- Zhongtai, Yuhang District, Hangzhou, Zhejiang, China

Information
- Other name: Hangzhou Greentown Yuhua Taohuayuan School
- Type: Private full-time school
- Motto: Be a good person, read good books, play good football
- Established: September 2004
- Principal: Yang Jian
- Enrollment: ~400
- Affiliation: Greentown Education Group

= Zhejiang Greentown Football School =

Private school in Zhejiang, China

Zhejiang Greentown Football School (浙江绿城足球学校 (浙江綠城足球學校)), also known as Hangzhou Greentown Yuhua Taohuayuan School (杭州绿城育华桃花源学校), is a private full-time school located in Zhongtai, Yuhang District, Hangzhou, Zhejiang, China. It was established in September 2004 by Greentown Group as a full-time private school affiliated with Greentown Education Company.

== History ==
The school was established in September 2004 and is located within the Greentown Zhongtai Football Training Base in Zhongtai Township, Yuhang District, Hangzhou. In 2004, Greentown invested 130 million yuan to build the Zhongtai Football Training Base on 216 mu of land in the western suburbs of Hangzhou; the base is equipped with nine standard training fields.

The school operates under two names: Zhejiang Greentown Football School and Hangzhou Greentown Yuhua Taohuayuan School. The school is not subordinate to Zhejiang Professional Football Club but rather to Greentown Education Group.

== Educational philosophy and curriculum ==
The school's motto is "Be a good person, read good books, play good football. The school operates under the philosophy of "culture first, football as a characteristic." Students attend six cultural classes, two football training classes, and two self-study sessions daily; children train for approximately one and a half hours per day. The school offers Japanese as an elective course.

== Enrollment and student body ==
In 2011, the school had 15 classes from primary to high school, with approximately 350 students and nearly 80 staff members. By 2015, the school had more than 390 students. As of 2019, the school maintained more than 400 students, with two-thirds belonging to the school team and one-third serving as elite players for the football club; the two groups implement a survival-of-the-fittest mechanism with regular assessments. The school has 20 full-time football coaches.
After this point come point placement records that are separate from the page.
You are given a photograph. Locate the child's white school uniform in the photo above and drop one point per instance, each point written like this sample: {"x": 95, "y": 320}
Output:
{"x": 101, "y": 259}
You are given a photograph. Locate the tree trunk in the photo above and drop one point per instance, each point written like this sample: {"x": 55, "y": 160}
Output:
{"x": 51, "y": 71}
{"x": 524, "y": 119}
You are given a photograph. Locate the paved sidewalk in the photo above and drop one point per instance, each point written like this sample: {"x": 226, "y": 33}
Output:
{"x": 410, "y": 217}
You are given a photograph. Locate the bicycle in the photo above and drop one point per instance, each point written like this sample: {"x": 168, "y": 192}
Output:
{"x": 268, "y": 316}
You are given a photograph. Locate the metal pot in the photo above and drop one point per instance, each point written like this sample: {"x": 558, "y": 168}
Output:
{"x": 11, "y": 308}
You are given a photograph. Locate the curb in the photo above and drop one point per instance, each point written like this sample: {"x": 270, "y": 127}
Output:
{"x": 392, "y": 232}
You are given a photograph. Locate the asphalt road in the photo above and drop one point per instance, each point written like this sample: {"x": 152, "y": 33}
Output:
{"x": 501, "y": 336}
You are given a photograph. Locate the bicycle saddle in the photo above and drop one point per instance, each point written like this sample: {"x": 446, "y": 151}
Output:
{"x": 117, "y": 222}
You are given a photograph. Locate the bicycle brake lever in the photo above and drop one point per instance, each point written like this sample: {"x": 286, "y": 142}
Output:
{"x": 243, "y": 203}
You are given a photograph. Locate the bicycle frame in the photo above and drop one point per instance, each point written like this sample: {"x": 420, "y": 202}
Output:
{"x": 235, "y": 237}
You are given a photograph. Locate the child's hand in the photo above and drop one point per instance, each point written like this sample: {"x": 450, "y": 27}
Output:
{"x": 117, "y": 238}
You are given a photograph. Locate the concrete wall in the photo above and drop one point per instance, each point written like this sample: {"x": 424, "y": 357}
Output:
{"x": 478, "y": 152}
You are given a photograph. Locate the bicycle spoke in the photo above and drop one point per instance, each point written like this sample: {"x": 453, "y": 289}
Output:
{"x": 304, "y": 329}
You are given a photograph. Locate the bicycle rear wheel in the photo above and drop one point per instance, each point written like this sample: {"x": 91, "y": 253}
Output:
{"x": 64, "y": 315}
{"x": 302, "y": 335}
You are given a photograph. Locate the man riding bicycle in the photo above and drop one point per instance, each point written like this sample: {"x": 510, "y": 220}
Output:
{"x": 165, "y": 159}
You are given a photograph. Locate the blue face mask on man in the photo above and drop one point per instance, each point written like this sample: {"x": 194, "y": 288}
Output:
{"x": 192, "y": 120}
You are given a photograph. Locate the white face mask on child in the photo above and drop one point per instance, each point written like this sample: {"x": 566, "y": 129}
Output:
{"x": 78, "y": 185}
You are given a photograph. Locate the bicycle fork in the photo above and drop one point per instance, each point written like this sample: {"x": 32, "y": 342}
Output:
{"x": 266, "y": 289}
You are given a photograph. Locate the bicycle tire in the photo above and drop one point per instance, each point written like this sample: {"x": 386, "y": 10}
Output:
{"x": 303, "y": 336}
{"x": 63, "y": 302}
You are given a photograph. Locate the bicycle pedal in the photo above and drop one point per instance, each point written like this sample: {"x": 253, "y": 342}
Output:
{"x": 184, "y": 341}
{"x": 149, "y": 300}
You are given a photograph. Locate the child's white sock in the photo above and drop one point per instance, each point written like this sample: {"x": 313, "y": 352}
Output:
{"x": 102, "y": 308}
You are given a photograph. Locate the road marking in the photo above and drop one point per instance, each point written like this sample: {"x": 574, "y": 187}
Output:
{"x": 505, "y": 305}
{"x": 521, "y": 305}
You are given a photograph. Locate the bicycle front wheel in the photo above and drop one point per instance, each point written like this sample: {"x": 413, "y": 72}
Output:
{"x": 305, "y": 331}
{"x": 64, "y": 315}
== Academic and professional outcomes ==
The school has produced nearly 400 high school graduates since its first graduating class in 2007, with over 100 becoming professional footballers and the remainder entering university. By 2021, nearly 400 graduates had entered university through cultural and football comprehensive advantages. The school offers referee and coaching courses, with some students obtaining national football referee certificates and E or D level coaching certificates during high school.

== Japanese cooperation ==
In 2012, Zhejiang Professional Football Club invited Japanese coaches to prepare for the National Games, beginning cooperation with Japanese youth training teams. In 2014, through the connection of former head coach Okada Takeshi, the club established comprehensive youth training cooperation with Japanese clubs. In February 2016, the club announced it would switch its Japanese cooperation partner to FC Imabari effective 1 March 2016, with Okada Takeshi's team responsible for training Chinese coaches and the Japanese side leading the production of youth training outlines. By 2019, the cooperation had entered its sixth year, with age groups from 2005 to 2011 trained by Japanese head coaches using the "Okada training method." In December 2023, the club renewed its strategic cooperation agreement with the Japanese youth training team.

== Notable alumni ==
Players produced by the school include Zhang Yuning, Xie Pengfei, Shi Ke, Yan Dinghao, and Tong Lei.